Tra le vittime dei loro pestaggi, fin da quando erano neanche ventenni, figurano diversi stranieri. Durante una maxi-rissa tra italiani e stranieri davanti a una discoteca di Velletri presero di mira un indiano. La loro partecipazione al raid non emerse subito, ma vennero individuati grazie alle telecamere di sorveglianza. Sempre a Velletri, nel centro storico, spaccarono la mandibola a un romeno e gli causarono traumi per 60 giorni di prognosi. Obiettivi stranieri, come di origine straniera era Willy. C'è da dire, però, che, finora, dalle indagini non sono emerse aggravanti razziali e che nel Suv dei Bianchi (intestato alla cognata) la notte dell'omicidio c'era anche un ragazzo di origine nordafricana, Omar S..
NUOVI INDAGATI
Le indagini dei carabinieri vanno avanti e proseguono nell'ascolto di testimoni.

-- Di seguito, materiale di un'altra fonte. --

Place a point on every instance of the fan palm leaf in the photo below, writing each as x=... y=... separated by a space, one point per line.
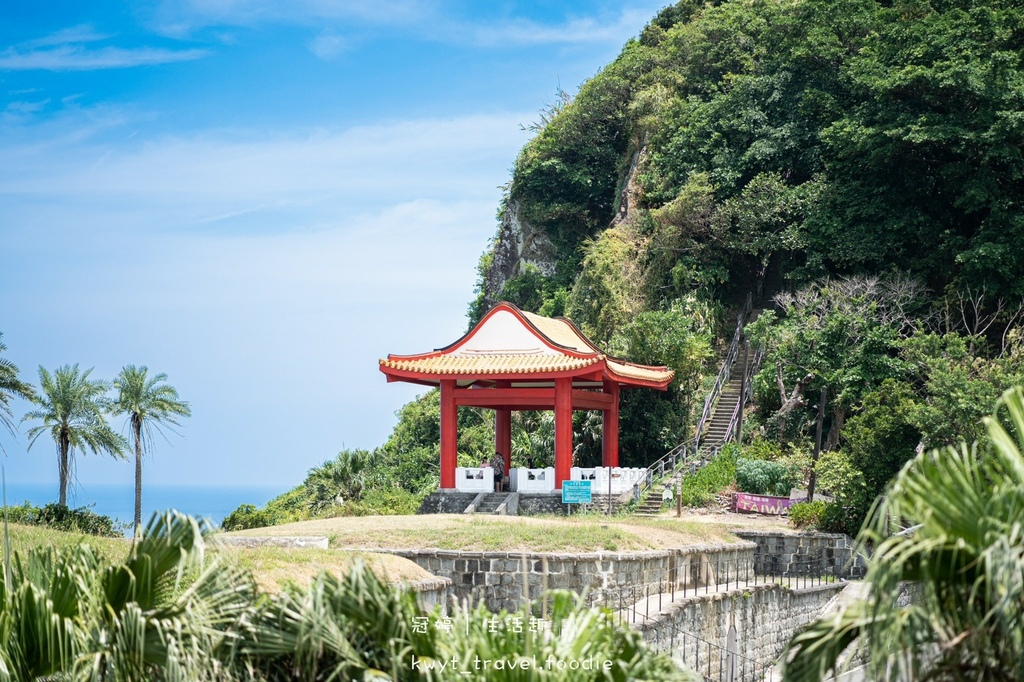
x=946 y=597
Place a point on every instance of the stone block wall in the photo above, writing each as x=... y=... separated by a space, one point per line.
x=792 y=554
x=606 y=578
x=764 y=617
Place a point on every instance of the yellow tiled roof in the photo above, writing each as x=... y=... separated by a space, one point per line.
x=560 y=332
x=642 y=373
x=483 y=365
x=563 y=343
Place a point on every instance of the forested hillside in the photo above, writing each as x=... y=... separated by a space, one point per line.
x=855 y=165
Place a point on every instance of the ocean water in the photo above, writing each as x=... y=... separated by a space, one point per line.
x=118 y=502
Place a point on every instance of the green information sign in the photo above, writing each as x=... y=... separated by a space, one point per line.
x=576 y=492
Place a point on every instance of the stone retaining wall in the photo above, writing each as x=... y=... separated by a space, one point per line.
x=806 y=553
x=765 y=617
x=498 y=578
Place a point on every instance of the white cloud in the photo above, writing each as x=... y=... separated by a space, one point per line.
x=574 y=30
x=82 y=33
x=77 y=57
x=321 y=253
x=328 y=45
x=177 y=17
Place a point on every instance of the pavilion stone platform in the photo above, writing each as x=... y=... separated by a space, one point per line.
x=517 y=360
x=534 y=489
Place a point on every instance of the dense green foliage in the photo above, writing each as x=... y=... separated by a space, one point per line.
x=58 y=517
x=701 y=487
x=764 y=477
x=948 y=534
x=168 y=613
x=10 y=386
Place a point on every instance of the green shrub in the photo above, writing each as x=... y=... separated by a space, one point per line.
x=762 y=477
x=839 y=518
x=82 y=520
x=701 y=487
x=807 y=514
x=248 y=516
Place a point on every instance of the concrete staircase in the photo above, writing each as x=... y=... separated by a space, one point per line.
x=717 y=431
x=491 y=503
x=652 y=505
x=718 y=425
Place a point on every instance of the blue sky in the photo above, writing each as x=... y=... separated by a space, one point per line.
x=261 y=199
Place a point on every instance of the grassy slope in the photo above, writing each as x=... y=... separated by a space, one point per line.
x=452 y=531
x=270 y=566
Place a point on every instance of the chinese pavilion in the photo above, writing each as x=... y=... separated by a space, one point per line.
x=514 y=359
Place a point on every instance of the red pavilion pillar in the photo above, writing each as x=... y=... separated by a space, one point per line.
x=563 y=430
x=503 y=435
x=609 y=427
x=450 y=434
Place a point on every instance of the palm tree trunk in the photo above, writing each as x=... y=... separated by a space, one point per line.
x=62 y=449
x=137 y=428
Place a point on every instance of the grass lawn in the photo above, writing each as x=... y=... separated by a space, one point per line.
x=506 y=534
x=270 y=566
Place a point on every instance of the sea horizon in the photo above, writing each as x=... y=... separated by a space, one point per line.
x=211 y=502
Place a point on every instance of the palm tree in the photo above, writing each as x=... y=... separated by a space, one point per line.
x=73 y=410
x=148 y=402
x=946 y=595
x=10 y=386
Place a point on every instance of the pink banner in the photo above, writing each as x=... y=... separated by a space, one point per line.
x=764 y=504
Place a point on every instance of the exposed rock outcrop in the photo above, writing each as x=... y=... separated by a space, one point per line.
x=516 y=245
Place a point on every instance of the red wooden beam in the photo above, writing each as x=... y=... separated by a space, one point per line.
x=450 y=434
x=609 y=428
x=563 y=431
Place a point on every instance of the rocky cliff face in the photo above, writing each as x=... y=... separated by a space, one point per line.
x=517 y=245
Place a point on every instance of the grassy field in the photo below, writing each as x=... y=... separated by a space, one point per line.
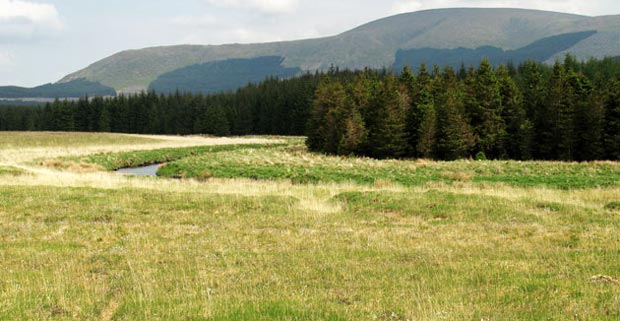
x=259 y=229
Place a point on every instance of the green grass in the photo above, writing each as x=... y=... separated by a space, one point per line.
x=308 y=237
x=55 y=139
x=70 y=253
x=114 y=161
x=10 y=171
x=293 y=163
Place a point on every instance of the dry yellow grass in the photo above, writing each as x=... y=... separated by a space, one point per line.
x=79 y=243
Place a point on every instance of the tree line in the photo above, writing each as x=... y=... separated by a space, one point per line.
x=568 y=111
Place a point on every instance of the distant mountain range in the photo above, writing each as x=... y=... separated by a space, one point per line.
x=70 y=89
x=444 y=37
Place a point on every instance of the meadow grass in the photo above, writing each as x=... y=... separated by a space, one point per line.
x=447 y=246
x=51 y=139
x=292 y=162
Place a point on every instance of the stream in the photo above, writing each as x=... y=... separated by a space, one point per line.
x=150 y=170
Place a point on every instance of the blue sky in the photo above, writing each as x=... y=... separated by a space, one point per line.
x=43 y=40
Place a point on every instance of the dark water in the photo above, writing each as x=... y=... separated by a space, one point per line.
x=150 y=170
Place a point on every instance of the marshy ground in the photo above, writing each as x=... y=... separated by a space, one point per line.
x=259 y=229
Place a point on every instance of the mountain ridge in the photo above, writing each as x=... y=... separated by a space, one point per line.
x=373 y=44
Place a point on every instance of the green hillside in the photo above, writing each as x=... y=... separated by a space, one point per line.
x=222 y=75
x=540 y=50
x=372 y=45
x=74 y=88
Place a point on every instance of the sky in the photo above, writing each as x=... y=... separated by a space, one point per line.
x=43 y=40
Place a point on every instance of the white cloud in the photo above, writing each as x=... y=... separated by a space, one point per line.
x=264 y=6
x=6 y=60
x=22 y=20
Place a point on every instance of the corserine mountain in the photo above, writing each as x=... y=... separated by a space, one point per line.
x=71 y=89
x=442 y=36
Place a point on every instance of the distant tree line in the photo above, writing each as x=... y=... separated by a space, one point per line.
x=568 y=111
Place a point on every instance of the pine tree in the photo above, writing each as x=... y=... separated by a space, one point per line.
x=612 y=121
x=389 y=138
x=421 y=99
x=513 y=113
x=355 y=133
x=490 y=127
x=427 y=133
x=327 y=117
x=547 y=127
x=455 y=137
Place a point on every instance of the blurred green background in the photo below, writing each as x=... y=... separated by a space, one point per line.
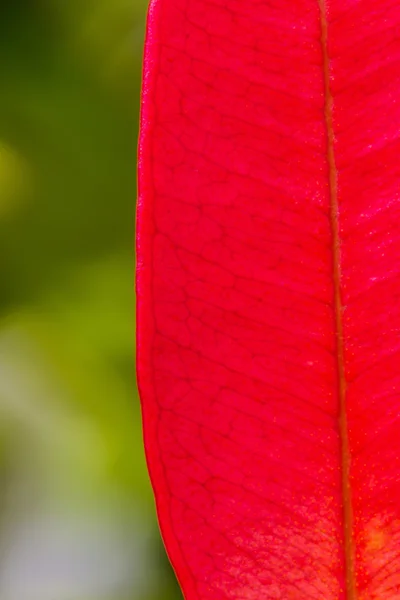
x=77 y=518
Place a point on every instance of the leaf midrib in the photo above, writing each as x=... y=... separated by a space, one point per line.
x=351 y=587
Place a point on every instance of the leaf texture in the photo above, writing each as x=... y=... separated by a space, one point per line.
x=268 y=295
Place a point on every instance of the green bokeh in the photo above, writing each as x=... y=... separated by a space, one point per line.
x=70 y=436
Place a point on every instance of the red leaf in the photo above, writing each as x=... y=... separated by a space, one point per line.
x=268 y=289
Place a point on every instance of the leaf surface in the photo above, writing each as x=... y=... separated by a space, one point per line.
x=268 y=295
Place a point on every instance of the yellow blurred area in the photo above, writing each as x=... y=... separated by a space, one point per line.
x=77 y=518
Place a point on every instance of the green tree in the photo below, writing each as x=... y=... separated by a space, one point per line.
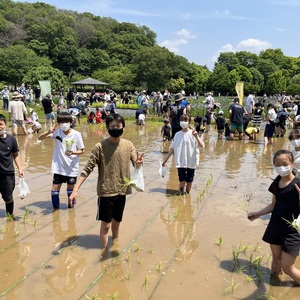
x=16 y=61
x=229 y=60
x=56 y=77
x=276 y=83
x=293 y=89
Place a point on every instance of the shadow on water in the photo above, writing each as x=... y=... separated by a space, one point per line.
x=257 y=274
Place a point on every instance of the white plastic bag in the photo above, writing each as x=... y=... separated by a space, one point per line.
x=138 y=179
x=23 y=188
x=296 y=224
x=162 y=170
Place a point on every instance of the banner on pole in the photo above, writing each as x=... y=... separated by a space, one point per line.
x=45 y=86
x=239 y=87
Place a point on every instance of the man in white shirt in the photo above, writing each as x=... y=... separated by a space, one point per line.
x=249 y=105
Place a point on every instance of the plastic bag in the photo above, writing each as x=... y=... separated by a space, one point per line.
x=296 y=224
x=162 y=170
x=23 y=188
x=138 y=179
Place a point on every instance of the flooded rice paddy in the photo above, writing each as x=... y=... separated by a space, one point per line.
x=198 y=246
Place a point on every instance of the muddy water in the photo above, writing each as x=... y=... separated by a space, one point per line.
x=170 y=247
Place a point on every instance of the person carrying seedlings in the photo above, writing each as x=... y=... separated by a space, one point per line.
x=251 y=132
x=166 y=130
x=184 y=148
x=65 y=161
x=283 y=237
x=112 y=156
x=9 y=152
x=220 y=124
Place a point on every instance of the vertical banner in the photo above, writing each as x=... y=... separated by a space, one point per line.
x=239 y=87
x=45 y=86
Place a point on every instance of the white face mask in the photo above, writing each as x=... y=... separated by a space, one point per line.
x=295 y=143
x=64 y=126
x=184 y=125
x=283 y=170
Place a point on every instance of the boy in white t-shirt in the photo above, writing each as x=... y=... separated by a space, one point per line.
x=65 y=161
x=186 y=156
x=142 y=119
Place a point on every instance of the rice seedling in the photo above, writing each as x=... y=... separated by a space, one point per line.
x=146 y=281
x=139 y=260
x=150 y=249
x=159 y=266
x=209 y=180
x=240 y=269
x=219 y=241
x=127 y=275
x=256 y=248
x=94 y=297
x=232 y=286
x=17 y=230
x=113 y=296
x=35 y=224
x=9 y=217
x=137 y=248
x=249 y=279
x=244 y=206
x=128 y=257
x=265 y=297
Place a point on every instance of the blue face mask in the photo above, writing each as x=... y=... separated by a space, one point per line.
x=116 y=132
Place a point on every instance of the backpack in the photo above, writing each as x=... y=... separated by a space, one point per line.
x=173 y=111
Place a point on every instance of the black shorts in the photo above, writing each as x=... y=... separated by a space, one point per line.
x=58 y=179
x=287 y=238
x=7 y=186
x=111 y=208
x=186 y=174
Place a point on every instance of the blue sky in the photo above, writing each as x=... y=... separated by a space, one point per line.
x=200 y=30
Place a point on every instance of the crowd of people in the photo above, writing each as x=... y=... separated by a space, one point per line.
x=116 y=153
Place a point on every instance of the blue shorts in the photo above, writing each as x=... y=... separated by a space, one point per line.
x=58 y=179
x=7 y=186
x=236 y=127
x=50 y=116
x=269 y=131
x=111 y=208
x=186 y=174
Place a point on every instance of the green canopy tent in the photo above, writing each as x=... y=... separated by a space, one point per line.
x=91 y=82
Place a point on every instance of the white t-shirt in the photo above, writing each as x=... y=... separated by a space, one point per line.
x=272 y=115
x=63 y=164
x=186 y=152
x=142 y=117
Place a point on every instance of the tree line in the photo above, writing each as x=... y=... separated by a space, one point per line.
x=41 y=42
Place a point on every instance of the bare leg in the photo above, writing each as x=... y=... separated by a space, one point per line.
x=104 y=228
x=14 y=130
x=276 y=262
x=188 y=187
x=115 y=229
x=287 y=262
x=181 y=187
x=24 y=130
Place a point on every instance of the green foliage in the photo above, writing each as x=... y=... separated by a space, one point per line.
x=123 y=54
x=56 y=76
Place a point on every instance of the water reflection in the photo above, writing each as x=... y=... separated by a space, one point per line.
x=71 y=262
x=181 y=228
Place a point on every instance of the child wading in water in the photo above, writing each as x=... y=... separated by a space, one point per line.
x=185 y=153
x=283 y=238
x=65 y=162
x=112 y=156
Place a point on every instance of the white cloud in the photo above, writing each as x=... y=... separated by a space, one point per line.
x=174 y=45
x=251 y=45
x=292 y=3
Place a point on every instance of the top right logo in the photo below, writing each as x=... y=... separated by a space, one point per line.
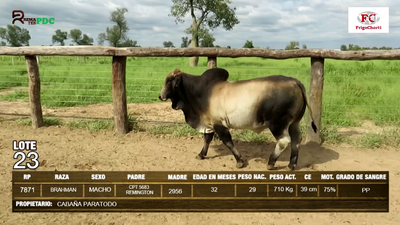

Una attività andata avanti per tutta la settimana e che potrebbe culminare con nuove iscrizioni nel registro degli indagati. Chi indaga sta ascoltando, al momento in veste di testimoni, i ragazzi che erano con il branco quella notte. In particolare sono almeno tre le posizioni al vaglio e per le quali potrebbe scattare accuse che vanno dal concorso, al favoreggiamento o all'omissione di soccorso. Un lavoro legato all'analisi dei cellulari e, in particolare, su quattro telefonate tra le persone che erano nella zona del pub nella notte tra il 5 e il 6 settembre, quando è scoppiata la prima lite. È a quel punto che Bianchi entrano in scena, convocati sul posto, come esperti di arti marziali. Intanto i legali dei Bianchi e di Pincarelli hanno rinunciato a chiedere la scarcerazione al Riesame per i loro assistiti.
GLI INSULTI
Intanto la polizia ha identificato l'autore di un post di odio e intolleranza razziale contro Willy: è uno studente universitario di Treviso, 23 anni, esperto di informatica. Il giovane è stato denunciato. Aveva postato la frase «Come godo che avete tolto di mezzo quello scimpanzè. Siete degli eroi»: oltre ad aver creato un personaggio virtuale, cui aveva dato il nome di Manlio Germano, il sottosegretario interpretato da Claudio Amendola nel film Caterina va in città, si connetteva ai social network attraverso provider esteri, utilizzando tecniche di anonimizzazione in grado di mascherare le tracce informatiche della navigazione.